Mentre Marc festeggia l’undicesima vittoria, Bagnaia crolla in un incidente. Ma è il modo in cui Marc ha gestito il compagno di squadra a scuotere la comunità.
Il Gran Premio di San Marino 2025 verrà ricordato non solo per l’ennesimo trionfo di Marc Márquez, ma anche per il dramma che ha coinvolto il suo compagno di squadra Ducati, Francesco Bagnaia, e per la sorprendente gestione della situazione da parte dello spagnolo. Sul circuito di Misano, Márquez ha conquistato la sua undicesima vittoria stagionale, consolidando il suo vantaggio in classifica e avvicinandosi al titolo MotoGP. Tuttavia, la gara è stata segnata dal disastro di Bagnaia, il due volte campione del mondo, che è caduto rovinosamente al settimo giro mentre cercava di tenere il passo del teammate.

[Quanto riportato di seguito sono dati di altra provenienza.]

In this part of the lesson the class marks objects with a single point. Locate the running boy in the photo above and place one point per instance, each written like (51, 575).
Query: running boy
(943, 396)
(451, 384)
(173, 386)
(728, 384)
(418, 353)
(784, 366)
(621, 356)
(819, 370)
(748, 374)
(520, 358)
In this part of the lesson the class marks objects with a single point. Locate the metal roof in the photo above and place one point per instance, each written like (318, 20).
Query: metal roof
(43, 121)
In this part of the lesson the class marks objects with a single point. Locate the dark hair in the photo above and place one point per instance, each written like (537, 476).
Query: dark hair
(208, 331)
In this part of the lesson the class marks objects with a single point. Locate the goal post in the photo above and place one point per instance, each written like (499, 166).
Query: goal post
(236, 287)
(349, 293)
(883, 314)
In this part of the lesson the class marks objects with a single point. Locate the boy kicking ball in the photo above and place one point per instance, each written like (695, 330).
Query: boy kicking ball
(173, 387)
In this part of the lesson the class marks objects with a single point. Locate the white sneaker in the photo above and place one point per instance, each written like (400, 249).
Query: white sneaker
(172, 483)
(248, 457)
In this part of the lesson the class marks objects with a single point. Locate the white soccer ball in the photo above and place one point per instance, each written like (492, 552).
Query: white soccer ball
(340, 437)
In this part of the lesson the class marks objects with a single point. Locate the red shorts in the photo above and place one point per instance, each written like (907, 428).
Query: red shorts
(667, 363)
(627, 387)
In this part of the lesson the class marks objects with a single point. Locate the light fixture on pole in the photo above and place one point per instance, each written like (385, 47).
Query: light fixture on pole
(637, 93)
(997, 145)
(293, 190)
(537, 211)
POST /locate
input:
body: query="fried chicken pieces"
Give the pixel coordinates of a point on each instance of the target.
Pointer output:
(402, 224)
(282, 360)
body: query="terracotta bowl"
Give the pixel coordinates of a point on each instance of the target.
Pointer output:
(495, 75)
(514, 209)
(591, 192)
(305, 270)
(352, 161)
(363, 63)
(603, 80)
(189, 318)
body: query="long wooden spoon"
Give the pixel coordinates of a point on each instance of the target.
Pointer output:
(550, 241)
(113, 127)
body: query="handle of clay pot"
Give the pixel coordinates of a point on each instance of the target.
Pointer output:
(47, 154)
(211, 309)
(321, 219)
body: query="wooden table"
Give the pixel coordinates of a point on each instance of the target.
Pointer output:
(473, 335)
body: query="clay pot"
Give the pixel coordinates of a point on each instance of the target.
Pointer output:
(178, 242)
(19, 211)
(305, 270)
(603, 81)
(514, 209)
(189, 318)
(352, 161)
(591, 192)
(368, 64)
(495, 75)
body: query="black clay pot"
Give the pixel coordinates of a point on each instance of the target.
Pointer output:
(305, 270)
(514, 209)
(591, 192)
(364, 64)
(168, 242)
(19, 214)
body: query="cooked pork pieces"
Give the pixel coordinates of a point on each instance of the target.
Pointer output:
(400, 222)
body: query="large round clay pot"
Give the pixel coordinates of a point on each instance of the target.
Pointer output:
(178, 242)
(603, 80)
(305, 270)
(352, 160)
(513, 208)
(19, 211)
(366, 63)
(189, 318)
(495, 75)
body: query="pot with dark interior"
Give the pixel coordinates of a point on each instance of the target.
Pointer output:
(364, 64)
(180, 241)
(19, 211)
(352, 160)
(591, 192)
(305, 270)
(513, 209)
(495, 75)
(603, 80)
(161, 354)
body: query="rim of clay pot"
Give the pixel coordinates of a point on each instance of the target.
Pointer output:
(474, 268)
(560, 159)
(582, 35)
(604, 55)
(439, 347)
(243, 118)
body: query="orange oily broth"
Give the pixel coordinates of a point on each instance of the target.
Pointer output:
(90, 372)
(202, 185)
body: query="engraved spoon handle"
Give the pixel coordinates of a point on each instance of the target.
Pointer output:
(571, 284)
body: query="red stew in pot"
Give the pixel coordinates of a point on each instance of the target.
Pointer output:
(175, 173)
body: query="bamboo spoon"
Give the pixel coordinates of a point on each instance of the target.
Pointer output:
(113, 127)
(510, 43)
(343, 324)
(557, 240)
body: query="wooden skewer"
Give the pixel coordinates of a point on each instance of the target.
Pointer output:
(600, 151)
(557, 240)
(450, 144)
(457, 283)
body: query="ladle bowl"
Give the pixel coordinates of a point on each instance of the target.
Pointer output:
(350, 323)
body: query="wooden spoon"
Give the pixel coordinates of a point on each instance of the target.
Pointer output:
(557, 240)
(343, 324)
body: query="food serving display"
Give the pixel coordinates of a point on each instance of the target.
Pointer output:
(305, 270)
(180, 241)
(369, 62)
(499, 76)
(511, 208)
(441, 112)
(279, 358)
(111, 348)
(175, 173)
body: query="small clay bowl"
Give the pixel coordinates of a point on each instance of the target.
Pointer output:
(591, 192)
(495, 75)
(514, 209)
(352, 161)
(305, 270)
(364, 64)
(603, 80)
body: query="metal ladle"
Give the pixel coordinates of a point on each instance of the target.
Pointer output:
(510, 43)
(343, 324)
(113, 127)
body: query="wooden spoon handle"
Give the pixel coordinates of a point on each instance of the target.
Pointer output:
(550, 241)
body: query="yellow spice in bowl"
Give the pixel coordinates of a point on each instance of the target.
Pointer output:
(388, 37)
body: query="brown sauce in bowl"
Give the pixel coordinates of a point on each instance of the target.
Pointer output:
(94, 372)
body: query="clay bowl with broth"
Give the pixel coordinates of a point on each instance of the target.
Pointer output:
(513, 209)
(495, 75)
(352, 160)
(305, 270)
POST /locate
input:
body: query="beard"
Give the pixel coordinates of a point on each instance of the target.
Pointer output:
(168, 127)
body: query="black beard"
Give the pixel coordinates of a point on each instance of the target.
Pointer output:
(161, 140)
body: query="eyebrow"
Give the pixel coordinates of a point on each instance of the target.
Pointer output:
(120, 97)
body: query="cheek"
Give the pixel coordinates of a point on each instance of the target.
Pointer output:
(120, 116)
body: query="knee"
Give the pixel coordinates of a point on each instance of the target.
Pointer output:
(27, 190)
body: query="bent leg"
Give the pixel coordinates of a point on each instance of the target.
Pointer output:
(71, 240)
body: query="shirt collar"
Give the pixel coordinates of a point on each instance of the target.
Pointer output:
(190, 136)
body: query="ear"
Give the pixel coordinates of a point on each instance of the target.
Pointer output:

Bagnaia, partito con grandi aspettative davanti al pubblico di casa, ha spinto al limite la sua Desmosedici GP25, ma un errore alla curva 14 lo ha fatto finire nella ghiaia, ponendo fine alle sue speranze di podio. “Pecco era sotto pressione, voleva dimostrare di essere il numero uno in Ducati”, ha commentato un analista di Sky Sport Italia. La caduta non solo ha regalato a Márquez un margine ancora più ampio in classifica, ma ha anche riacceso le tensioni interne al team Ducati, già palpabili dopo il passaggio di Márquez dalla Honda. La competizione tra i due piloti è stata un tema caldo per tutta la stagione, con Bagnaia che, nonostante il talento, ha faticato a reggere il ritmo del compagno.

Ma ciò che ha davvero scosso la comunità MotoGP non è stata la vittoria di Márquez né la caduta di Bagnaia, bensì il comportamento dello spagnolo dopo la gara. Durante la conferenza stampa, Márquez ha sorpreso tutti con un atteggiamento insolitamente empatico. “Pecco è un grande pilota, queste cose succedono. Io stesso sono caduto molte volte. Gli auguro di tornare più forte”, ha dichiarato, evitando ogni accenno di rivalità. Questo approccio ha spiazzato i critici, abituati al Márquez combattivo e spietato. Alcuni lo hanno interpretato come un gesto calcolato per rafforzare la sua immagine all’interno del team, mentre altri lo vedono come un segno di maturità, frutto delle difficoltà affrontate negli ultimi anni a causa degli infortuni.

I social media, tuttavia, sono esplosi. Su X, i tifosi si sono divisi: alcuni hanno elogiato Márquez per la sua sportività, mentre altri lo hanno accusato di ipocrisia, ricordando le sue manovre aggressive in pista. “Marc sa come giocare le sue carte, dentro e fuori dalla pista”, ha scritto un utente. Intanto, il team manager Ducati, Davide Tardozzi, ha cercato di placare le speculazioni: “Marc e Pecco sono professionisti, lavorano per lo stesso obiettivo: vincere per Ducati”. Ma il malcontento tra i fan di Bagnaia è evidente, con molti che temono che il dominio di Márquez stia oscurando il talento dell’italiano.
La stagione MotoGP 2025 si sta rivelando una delle più intense degli ultimi anni. Con Márquez che sembra inarrestabile e Bagnaia costretto a inseguire, le dinamiche interne a Ducati saranno cruciali. La prossima gara in Giappone potrebbe essere decisiva: Márquez potrebbe chiudere i giochi per il titolo, mentre Bagnaia cercherà riscatto. Nel frattempo, il modo in cui Márquez ha gestito la situazione a Misano ha aggiunto un nuovo capitolo alla sua leggenda, dimostrando che, oltre a essere un campione in pista, sa anche come dominare il gioco psicologico fuori dal circuito. La comunità MotoGP resta con il fiato sospeso, in attesa del prossimo colpo di scena.